岡田:安倍さんは、ホルムズ海峡が機雷で封鎖されると、日本で「経済的なパニックが起こる」と言った。それを聞いて私は、日本国の首相が言う言葉なのかと、我が耳を疑いました。石油の供給体制に関しては、いろいろな法制度も整備されていますし、必要があれば配給制を敷く準備も政府にはあります。ですから簡単に凍死者、餓死者が出ることもない。首相が言うべきは「絶対にパニックにさせない」という決意のはずです。

●抜け道だらけ 重要影響事態法

山崎:ところで私は、アメリカが日本に集団的自衛権の行使を強く要望していたとは考えていないんです。本当に求めているのは、米軍が有志連合の先頭に立って世界の警察官的役割を果たしているときに、日本もそれに加わることだと思う。イラク戦争(2003年)のときは、「ブーツ・オン・ザ・グラウンド」という表現で伝えられました。その意味で、今回の安全保障法制のなかで、海外で他国軍を後方支援できるようになる国際平和支援法案が恒久法で出てきたことを、アメリカは一番喜んでいると思います。

岡田:国際平和支援法案は、自衛隊を派遣する前に、国会の事前承認を求めたり国連の決議が必要だったりして、かなり“使いにくい”法律です。だから私はむしろ、周辺事態法を改正する重要影響事態法案に注目しています。これは、「日本の平和と安全に重要な影響を与える事態」というあいまいな基準で自衛隊を派遣でき、国会の承認は事後でもよく、国連決議も要らないことになっている。集団的自衛権の行使も問題だけれども、それ以上に問題がある法案だと考えています。

山崎:それは非常に的確な指摘だと思います。二つの法案とも、自衛隊の活動内容はほぼ重なっていますしね。
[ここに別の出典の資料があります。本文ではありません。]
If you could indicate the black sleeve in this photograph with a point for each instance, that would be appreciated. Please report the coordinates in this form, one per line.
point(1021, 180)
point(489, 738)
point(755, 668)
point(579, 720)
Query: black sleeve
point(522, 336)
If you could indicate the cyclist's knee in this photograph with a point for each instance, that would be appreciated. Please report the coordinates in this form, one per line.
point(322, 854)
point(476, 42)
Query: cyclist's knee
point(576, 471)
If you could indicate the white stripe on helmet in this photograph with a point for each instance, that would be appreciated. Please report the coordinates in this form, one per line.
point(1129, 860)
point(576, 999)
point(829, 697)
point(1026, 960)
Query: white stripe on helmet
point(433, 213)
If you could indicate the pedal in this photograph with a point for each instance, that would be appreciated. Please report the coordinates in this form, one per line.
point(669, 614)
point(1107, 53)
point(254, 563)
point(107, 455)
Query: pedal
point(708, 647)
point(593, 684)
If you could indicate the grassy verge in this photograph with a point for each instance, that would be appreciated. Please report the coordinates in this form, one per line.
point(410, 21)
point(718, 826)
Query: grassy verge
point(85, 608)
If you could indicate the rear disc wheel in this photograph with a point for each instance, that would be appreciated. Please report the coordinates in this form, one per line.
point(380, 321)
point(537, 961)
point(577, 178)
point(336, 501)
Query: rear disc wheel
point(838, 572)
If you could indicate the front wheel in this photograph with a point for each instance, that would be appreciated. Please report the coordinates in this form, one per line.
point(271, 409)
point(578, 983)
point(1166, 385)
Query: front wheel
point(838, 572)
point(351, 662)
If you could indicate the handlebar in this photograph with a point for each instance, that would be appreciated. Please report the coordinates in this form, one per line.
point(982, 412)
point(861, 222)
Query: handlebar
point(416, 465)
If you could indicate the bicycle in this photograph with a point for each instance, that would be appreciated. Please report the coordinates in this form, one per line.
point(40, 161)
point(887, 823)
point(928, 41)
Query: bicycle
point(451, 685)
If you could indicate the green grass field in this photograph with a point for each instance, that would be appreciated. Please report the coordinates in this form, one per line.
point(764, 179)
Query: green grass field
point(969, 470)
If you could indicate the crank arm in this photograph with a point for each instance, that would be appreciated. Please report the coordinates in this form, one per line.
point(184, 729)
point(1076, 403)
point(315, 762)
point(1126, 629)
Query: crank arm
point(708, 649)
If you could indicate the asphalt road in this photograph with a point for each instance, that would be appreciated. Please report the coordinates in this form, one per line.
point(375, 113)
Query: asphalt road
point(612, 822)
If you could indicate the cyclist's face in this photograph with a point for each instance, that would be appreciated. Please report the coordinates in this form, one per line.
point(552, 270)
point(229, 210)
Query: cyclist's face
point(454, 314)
岡田:国際平和支援法案に基づく自衛隊派遣の“入り口”が公明党との協議で狭くなったので、重要影響事態法案を使い勝手のいい法律として準備したということだと思うんですね。「日本の平和と安全に重要な影響を与える事態」というのは、改正前の周辺事態法とほぼ同じ定義ですが、地理的な縛りがなくなりましたし、日米安保条約との関係も希薄になったので、私はどんな場合でも自衛隊を派遣できる法律になりかねないと思っています。